About
Author: Banu Mushtaq (India)
Genre: Social
Setting
Place: Karnataka, India
Time: 1950s-2000s
My Rating (see what this means)
My Subjective Rating: 3
My ‘Objective’ Rating: 2.58
Introduction
In a sense, the protagonists of Banu Mushtaq‘s short story collection ‘Heart Lamp’ are not protagonists at all, but simply observers of their fate. For despite their strong preferences and wants and hopes from life, they rarely are offered the agency to achieve those.
‘Do you know who gets justice?’ the writer asks in one of her stories, ‘only those who demand it.’
Unfortunately the demands of the protagonists in her story often fell on deaf ears. Centred around the life of Muslim women in southern India – and set across much the lifetime of independent India, the chunk of the stories in the book offers a horrify reality of the lives and times of women.
Not all stories are grim, some, even though tragedies net-net have their built in comedies – but these wouldn’t leave you with an uplifted mood. Heart Lamp still deserves a read for it is an important documentation of the challenges women have faced and which many continue to face.
Synopsis
Narrated mostly in the first person – but with jumping protagonists – what Heart Lamp does best is paint its characters – the good and the ugly. There is a certain elegance to the flow even as these stories are somewhat jumpy – morphing from one character’s tale to one of an entirely different character with their own set of problems.
The language/translation is somewhat raw – but pleasant. And while a couple stories challenge plausibility – the collections remain rooted in a reality – where despite the conventionally differences between a Muslim household from a Hindu household I grew up in – there is a sense of, I don’t know whether, Indianness or universality which can pull the reader in.
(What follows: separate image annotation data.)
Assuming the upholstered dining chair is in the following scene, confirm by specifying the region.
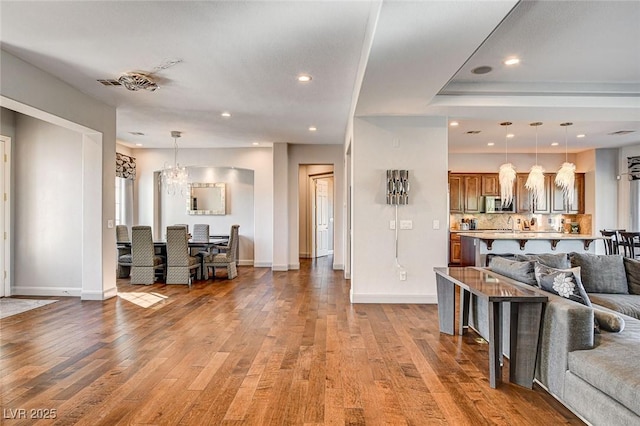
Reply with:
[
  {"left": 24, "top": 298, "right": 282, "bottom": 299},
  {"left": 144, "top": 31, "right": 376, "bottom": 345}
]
[
  {"left": 116, "top": 225, "right": 131, "bottom": 278},
  {"left": 166, "top": 225, "right": 201, "bottom": 287},
  {"left": 203, "top": 225, "right": 240, "bottom": 280},
  {"left": 131, "top": 225, "right": 164, "bottom": 284},
  {"left": 620, "top": 232, "right": 640, "bottom": 259}
]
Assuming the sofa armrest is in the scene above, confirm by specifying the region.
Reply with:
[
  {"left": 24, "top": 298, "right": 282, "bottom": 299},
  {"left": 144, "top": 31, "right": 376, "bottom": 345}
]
[{"left": 536, "top": 296, "right": 594, "bottom": 398}]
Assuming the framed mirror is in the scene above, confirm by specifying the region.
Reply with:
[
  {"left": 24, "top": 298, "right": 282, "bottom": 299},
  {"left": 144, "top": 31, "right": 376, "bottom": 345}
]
[{"left": 187, "top": 182, "right": 227, "bottom": 215}]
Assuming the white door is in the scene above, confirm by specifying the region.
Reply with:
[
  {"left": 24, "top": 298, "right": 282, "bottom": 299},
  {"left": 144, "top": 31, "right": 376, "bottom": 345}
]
[
  {"left": 315, "top": 179, "right": 329, "bottom": 257},
  {"left": 0, "top": 139, "right": 4, "bottom": 297}
]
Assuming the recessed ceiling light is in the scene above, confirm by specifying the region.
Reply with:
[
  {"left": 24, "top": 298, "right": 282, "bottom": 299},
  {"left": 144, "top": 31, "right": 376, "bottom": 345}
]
[{"left": 471, "top": 65, "right": 493, "bottom": 74}]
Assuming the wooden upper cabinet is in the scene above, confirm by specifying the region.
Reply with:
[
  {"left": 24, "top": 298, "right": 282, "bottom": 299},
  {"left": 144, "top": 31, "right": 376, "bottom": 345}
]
[
  {"left": 482, "top": 173, "right": 500, "bottom": 196},
  {"left": 551, "top": 173, "right": 584, "bottom": 214},
  {"left": 449, "top": 175, "right": 464, "bottom": 213},
  {"left": 464, "top": 175, "right": 482, "bottom": 213}
]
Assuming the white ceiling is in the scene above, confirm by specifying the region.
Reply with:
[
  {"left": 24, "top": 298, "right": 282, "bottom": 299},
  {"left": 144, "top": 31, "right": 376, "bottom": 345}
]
[{"left": 0, "top": 0, "right": 640, "bottom": 152}]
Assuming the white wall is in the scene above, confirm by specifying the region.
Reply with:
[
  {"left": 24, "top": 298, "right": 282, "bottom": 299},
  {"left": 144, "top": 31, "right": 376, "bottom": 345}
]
[
  {"left": 288, "top": 145, "right": 345, "bottom": 270},
  {"left": 12, "top": 114, "right": 82, "bottom": 296},
  {"left": 0, "top": 50, "right": 117, "bottom": 299},
  {"left": 132, "top": 147, "right": 274, "bottom": 267},
  {"left": 155, "top": 167, "right": 255, "bottom": 266},
  {"left": 448, "top": 153, "right": 583, "bottom": 173},
  {"left": 351, "top": 117, "right": 449, "bottom": 303}
]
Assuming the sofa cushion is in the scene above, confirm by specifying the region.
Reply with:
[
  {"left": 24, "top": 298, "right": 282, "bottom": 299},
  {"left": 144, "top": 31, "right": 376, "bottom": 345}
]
[
  {"left": 565, "top": 332, "right": 640, "bottom": 415},
  {"left": 593, "top": 309, "right": 625, "bottom": 333},
  {"left": 534, "top": 262, "right": 591, "bottom": 306},
  {"left": 516, "top": 253, "right": 571, "bottom": 269},
  {"left": 489, "top": 256, "right": 537, "bottom": 286},
  {"left": 623, "top": 257, "right": 640, "bottom": 294},
  {"left": 570, "top": 252, "right": 629, "bottom": 294},
  {"left": 589, "top": 293, "right": 640, "bottom": 319}
]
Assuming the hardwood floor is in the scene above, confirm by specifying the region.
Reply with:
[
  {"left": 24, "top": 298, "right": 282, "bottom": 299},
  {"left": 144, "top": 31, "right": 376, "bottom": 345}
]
[{"left": 0, "top": 258, "right": 582, "bottom": 425}]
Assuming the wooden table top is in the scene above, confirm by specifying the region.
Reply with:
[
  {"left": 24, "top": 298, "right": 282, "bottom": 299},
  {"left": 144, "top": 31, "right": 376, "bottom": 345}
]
[{"left": 433, "top": 267, "right": 548, "bottom": 302}]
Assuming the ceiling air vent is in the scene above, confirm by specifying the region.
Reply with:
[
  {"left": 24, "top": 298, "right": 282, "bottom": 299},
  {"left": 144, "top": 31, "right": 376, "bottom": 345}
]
[
  {"left": 609, "top": 130, "right": 635, "bottom": 136},
  {"left": 97, "top": 80, "right": 122, "bottom": 86}
]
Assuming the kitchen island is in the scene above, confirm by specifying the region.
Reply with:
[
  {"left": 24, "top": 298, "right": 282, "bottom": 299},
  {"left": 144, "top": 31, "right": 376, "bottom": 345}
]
[{"left": 459, "top": 231, "right": 604, "bottom": 266}]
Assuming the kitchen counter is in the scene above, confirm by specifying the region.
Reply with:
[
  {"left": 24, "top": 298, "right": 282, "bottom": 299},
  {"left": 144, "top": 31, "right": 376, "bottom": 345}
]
[{"left": 458, "top": 230, "right": 605, "bottom": 266}]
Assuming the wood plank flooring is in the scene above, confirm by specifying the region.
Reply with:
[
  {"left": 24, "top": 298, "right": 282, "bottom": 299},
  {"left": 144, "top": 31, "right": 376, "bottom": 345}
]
[{"left": 0, "top": 258, "right": 582, "bottom": 426}]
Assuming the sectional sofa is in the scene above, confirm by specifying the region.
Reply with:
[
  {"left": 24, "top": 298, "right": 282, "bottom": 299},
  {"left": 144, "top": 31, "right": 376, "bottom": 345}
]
[{"left": 470, "top": 253, "right": 640, "bottom": 426}]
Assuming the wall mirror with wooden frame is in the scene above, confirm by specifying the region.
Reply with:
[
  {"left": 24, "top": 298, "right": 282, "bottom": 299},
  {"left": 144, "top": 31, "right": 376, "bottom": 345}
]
[{"left": 187, "top": 182, "right": 227, "bottom": 215}]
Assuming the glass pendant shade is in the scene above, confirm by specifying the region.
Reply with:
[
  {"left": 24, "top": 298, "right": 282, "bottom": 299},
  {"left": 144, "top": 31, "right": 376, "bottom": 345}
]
[
  {"left": 160, "top": 130, "right": 189, "bottom": 195},
  {"left": 498, "top": 121, "right": 516, "bottom": 206},
  {"left": 556, "top": 123, "right": 576, "bottom": 205}
]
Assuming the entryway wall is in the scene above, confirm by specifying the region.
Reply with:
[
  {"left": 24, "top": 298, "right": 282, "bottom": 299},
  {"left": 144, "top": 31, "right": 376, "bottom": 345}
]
[{"left": 298, "top": 164, "right": 335, "bottom": 258}]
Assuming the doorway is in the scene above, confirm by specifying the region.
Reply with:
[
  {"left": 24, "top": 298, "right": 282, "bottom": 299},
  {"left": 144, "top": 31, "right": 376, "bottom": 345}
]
[{"left": 298, "top": 164, "right": 334, "bottom": 258}]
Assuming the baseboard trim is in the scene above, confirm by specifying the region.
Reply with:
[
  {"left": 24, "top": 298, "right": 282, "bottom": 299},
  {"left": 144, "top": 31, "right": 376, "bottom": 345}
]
[
  {"left": 351, "top": 293, "right": 438, "bottom": 305},
  {"left": 11, "top": 287, "right": 81, "bottom": 298}
]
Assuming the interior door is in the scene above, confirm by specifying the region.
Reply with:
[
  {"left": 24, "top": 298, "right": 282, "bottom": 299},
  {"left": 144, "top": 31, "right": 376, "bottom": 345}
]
[{"left": 315, "top": 179, "right": 329, "bottom": 257}]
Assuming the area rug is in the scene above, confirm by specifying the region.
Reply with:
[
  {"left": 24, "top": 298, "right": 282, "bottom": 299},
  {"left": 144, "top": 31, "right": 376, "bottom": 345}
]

Whenever I read a book that has won the man-booker award – I inevitably weigh it against one of my favourite books of all time – Arundathi Roy’s God of Small Things. Heart Lamp doesn’t have any of its intricate, if complex beauty and the elegance of writing style that characterize Roy’s writing. I think Heart Lamp cannot compete with it – but it is not trying to either. It’s simplicity is it strength.